Am anderen Morgen fand allerdings der alte Bibliothekar einen dickeren Briefumschlag in seinem Briefkasten. Er wohnte, wie damals, direkt neben der Bibliothek und offensichtlich hatte ihm der Aufenthalt in der Bibliothek gut getan (im Gegensatz zum Rektor im Rektorat). Er war mit seinen Büchern alt geworden und wie Pergament hatte er sich sehr gut gehalten. Er war immer noch im Dienst und war noch der Bibliothekar von Oxford. Er ging mit dem Umschlag in die Bibliothek in seinen Büroraum, der so aussah, wie man sich ein Bibliotheksraum in Oxford vorstellt.
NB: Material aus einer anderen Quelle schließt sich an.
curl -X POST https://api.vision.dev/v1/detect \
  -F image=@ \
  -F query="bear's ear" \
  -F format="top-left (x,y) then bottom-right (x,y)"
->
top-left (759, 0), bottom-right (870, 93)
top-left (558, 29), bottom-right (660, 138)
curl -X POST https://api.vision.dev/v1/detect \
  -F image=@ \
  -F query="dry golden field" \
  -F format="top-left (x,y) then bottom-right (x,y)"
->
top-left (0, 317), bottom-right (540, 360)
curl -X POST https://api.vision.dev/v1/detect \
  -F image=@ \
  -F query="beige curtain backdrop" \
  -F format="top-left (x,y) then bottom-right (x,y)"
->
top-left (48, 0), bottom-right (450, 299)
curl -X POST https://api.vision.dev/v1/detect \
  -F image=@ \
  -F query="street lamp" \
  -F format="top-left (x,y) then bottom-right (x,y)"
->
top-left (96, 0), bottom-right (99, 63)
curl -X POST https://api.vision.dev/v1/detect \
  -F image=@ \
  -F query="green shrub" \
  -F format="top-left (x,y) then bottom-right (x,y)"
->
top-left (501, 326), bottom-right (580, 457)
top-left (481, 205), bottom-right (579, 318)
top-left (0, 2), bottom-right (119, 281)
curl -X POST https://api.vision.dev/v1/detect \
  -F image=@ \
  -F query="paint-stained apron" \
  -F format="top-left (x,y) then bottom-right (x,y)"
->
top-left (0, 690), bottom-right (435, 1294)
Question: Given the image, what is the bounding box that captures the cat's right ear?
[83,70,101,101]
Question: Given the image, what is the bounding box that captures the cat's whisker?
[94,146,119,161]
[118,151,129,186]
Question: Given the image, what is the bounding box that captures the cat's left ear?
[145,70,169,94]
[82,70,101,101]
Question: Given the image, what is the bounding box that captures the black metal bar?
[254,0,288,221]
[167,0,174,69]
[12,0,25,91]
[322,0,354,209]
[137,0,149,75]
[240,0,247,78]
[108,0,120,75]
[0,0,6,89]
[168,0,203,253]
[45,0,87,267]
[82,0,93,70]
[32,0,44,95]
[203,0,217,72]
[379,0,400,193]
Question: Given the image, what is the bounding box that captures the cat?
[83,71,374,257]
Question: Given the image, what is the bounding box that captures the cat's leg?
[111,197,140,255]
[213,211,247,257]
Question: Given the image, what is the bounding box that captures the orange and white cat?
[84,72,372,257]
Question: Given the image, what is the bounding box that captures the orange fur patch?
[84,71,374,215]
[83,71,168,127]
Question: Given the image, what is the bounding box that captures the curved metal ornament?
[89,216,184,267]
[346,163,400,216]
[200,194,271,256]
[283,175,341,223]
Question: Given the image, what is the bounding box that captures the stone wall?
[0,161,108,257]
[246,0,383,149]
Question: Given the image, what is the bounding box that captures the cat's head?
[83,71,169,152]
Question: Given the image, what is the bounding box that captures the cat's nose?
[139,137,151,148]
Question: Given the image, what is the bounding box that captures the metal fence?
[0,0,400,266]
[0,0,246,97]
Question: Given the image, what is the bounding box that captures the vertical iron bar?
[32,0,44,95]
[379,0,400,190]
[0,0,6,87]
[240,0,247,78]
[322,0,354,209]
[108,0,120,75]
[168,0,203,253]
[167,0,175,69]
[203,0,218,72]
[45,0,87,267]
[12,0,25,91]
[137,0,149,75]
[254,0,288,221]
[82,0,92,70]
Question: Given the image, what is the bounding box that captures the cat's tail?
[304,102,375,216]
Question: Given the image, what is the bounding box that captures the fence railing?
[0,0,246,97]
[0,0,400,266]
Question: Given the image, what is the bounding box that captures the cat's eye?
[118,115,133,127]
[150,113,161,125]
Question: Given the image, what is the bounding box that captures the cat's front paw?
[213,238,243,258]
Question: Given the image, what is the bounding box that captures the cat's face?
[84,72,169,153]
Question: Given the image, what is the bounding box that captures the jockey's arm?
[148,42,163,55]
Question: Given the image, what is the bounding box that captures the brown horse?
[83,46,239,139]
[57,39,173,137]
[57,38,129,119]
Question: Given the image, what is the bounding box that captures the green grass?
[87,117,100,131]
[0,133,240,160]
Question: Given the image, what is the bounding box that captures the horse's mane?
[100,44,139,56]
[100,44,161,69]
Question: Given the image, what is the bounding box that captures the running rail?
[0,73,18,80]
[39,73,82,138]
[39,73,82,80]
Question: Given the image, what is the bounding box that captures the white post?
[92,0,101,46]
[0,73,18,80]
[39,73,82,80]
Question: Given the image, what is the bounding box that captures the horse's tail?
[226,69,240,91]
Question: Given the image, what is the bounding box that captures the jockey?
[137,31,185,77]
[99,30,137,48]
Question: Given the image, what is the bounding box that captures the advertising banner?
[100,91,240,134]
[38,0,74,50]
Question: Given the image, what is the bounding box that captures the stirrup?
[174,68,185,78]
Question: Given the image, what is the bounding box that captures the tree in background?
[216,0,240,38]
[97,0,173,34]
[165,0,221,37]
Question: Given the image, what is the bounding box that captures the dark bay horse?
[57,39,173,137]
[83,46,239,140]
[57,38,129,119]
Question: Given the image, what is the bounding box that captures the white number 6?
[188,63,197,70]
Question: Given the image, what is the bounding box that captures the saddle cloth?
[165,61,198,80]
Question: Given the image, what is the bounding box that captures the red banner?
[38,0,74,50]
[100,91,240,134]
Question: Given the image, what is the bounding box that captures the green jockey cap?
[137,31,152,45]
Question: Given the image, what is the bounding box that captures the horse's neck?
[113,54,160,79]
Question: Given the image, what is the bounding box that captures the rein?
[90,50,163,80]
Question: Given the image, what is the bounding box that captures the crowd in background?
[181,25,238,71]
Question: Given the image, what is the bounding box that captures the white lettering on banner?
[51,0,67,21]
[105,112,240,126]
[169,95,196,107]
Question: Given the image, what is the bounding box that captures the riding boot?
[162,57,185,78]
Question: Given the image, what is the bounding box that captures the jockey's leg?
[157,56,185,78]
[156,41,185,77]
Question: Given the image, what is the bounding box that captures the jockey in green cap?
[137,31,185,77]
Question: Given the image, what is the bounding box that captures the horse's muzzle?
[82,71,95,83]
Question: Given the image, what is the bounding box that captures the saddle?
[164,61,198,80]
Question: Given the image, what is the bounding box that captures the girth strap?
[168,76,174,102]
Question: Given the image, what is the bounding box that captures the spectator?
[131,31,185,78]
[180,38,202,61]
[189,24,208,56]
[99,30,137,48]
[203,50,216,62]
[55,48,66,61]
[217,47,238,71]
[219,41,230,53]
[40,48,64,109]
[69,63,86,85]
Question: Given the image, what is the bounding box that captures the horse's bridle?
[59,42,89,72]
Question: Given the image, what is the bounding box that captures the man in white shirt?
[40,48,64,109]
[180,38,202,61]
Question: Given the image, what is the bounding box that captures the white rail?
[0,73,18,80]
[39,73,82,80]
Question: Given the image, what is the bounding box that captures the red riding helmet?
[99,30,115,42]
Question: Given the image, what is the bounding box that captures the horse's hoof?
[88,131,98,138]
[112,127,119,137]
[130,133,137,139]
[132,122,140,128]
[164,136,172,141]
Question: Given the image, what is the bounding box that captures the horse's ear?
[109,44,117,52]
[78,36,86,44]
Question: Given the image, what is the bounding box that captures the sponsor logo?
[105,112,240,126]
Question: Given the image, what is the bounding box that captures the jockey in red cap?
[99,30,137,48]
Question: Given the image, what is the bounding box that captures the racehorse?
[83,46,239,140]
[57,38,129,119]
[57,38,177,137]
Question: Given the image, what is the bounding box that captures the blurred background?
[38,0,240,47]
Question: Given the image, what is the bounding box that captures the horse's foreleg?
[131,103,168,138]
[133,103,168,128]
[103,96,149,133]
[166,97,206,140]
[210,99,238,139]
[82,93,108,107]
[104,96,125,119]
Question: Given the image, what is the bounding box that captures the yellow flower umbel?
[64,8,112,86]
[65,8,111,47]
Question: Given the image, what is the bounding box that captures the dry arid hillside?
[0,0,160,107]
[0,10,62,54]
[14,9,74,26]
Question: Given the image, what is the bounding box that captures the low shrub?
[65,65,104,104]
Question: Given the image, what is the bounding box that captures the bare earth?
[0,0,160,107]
Sehr hoch, gotische Fenster, überall an den Wänden Bücher und in der Mitte eine große, altehrwürdige Arbeitsplatte, auf der man auch Karten und alte Verträge ausbreiten konnte. Er legte den Briefumschlag hin und holte sich erst einmal einen Tee.

Er mochte unkatalogisierte Briefumschläge eigentlich nicht. Es machte ihn durcheinander. Er entschloss sich, ihn zu öffnen und fand in diesem Briefumschlag ein großes Packpapier oder noch besser, drei große Stück Packpapier und einen Brief. Er lächelte und sagte, gut, dass die Arbeitsplatte so groß ist und breitete die drei großen Packpapiere aus. Auf dem ersten war eine Zeichnung, die irgendwie an Nord- und Südamerika erinnerte und diese war mit manchen Kreuzen gekennzeichnet. In Alaska war eins, in Mexiko zwei, drei Kreuze, in alten nordamerikanischen Jade-Gebieten, in Südamerika, im alten Inka-Gebiet, im Amazonas einige. Mmh dachte der alte Bibliothekar und schaute sich die beiden weiteren an. Auf dem zweiten Packpapier konnte man mit viel Phantasie Asien erkennen und unten rechts Australien. Auch hier gab es Kreuze in der Taiga, in Tibet eine ganze Menge, in Indien, ein paar in Japan und in Australien. Mmh dachte der Bibliothekar und er konnte erahnen, was er auf dem dritten Packpapier sah. Kaum zu erkennen, oder eher zu erraten war Europa und Afrika und wieder mit vielen Kreuzen. Ein wenig neugierig wurde der Bibliothekar jetzt doch und las den Brief.

„Sehr geehrter Herr Bibliothekar, Sie erinnern sich vielleicht an uns.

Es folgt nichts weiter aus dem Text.